I’m even happy to talk anytime and tell you why I like it, if you are actually interested in listening. But I will tell you right now that it’s not because there’s something wrong with me or how I was raised.

It’s one thing to be all “OMG, gross” when you’re talking with your friends, but when you’re being interviewed and you’re calling yourself a sex educator, that kind of shaming language is unprofessional, to say the least.

She goes on to say this:

“I can’t say what is sexy and arousing for every individual, but I do see sex as something pleasure based with a limited infusion of pain, and even that pain should be pleasurable,” says Waxman. “As someone who was spanked loads as a child, I don’t get off on being smacked around and honestly find it degrading. I’m curious if there’s a lot of this porn where she’s doing the slapping, but even when I have seen women emasculating men, it doesn’t work for me. Sex is a balance, and there’s no balance when someone takes away your power by such a jarring jolt of force. I prefer loving and sensual to this type of brute force. I got into the industry to make more of the types of erotica that I’d watch and learn from.”

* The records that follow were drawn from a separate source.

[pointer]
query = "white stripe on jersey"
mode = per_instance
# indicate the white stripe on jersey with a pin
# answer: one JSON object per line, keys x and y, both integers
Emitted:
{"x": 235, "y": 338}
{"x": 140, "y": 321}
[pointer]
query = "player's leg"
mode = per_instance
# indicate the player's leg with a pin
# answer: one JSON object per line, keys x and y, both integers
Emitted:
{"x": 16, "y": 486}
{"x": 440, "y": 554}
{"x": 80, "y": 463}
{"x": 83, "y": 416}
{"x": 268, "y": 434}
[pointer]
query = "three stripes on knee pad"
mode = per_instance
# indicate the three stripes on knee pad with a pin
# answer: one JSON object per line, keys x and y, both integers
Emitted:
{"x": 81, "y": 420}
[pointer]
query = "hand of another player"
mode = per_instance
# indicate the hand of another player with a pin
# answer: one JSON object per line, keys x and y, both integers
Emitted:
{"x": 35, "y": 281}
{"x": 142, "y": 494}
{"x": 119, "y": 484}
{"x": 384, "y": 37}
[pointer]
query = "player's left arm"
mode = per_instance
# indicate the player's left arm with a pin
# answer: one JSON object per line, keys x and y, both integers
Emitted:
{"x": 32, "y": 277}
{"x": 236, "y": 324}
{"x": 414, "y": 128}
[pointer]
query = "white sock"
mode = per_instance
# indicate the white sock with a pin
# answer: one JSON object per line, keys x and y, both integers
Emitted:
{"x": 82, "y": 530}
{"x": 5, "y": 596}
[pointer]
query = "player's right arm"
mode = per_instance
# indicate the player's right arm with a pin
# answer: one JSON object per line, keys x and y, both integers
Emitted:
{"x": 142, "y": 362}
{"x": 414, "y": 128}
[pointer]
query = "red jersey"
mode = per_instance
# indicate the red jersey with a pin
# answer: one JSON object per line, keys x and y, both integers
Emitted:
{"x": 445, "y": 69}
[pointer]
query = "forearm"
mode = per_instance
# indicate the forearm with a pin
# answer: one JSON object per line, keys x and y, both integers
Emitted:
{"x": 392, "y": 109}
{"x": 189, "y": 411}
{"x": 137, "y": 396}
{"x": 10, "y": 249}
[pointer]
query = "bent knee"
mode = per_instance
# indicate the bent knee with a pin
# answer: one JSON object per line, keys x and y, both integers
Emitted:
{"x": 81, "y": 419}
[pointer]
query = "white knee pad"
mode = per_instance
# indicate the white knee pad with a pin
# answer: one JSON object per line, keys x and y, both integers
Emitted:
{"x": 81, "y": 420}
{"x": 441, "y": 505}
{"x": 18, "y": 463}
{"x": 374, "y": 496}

Again, I’m baffled that this is coming from a “sex educator.” Jamye, you are absolutely right that you can’t say what’s sexy for other people. It’s great that you know what you’re into – ” sex as something pleasure based with a limited infusion of pain, and even that pain should be pleasurable” – but do you honestly not understand that others might actually find things pleasurable that you do not?

Some of us actually enjoy having our “power taken away by a jarring jolt of force” (in the context of a consensual, mutually satisfying sexual relationship built on trust). Some of us dream about it. And of course it’s ok that you don’t get off on being slapped or seeing other people get slapped – that’s your right.  As a sex educator, you of all people should understand that sexuality is incredibly diverse and that the healthy, satisfying ways people can express their sexuality are endless.

It’s one thing to have a problem with a certain kind of porn. I agree with a lot of the feminist critiques of mainstream porn. But when you start mocking, belittling and even erasing women with different sexual interests than yours – well, that’s just not right. And when you do so while calling yourself an educator? Completely inexcusable.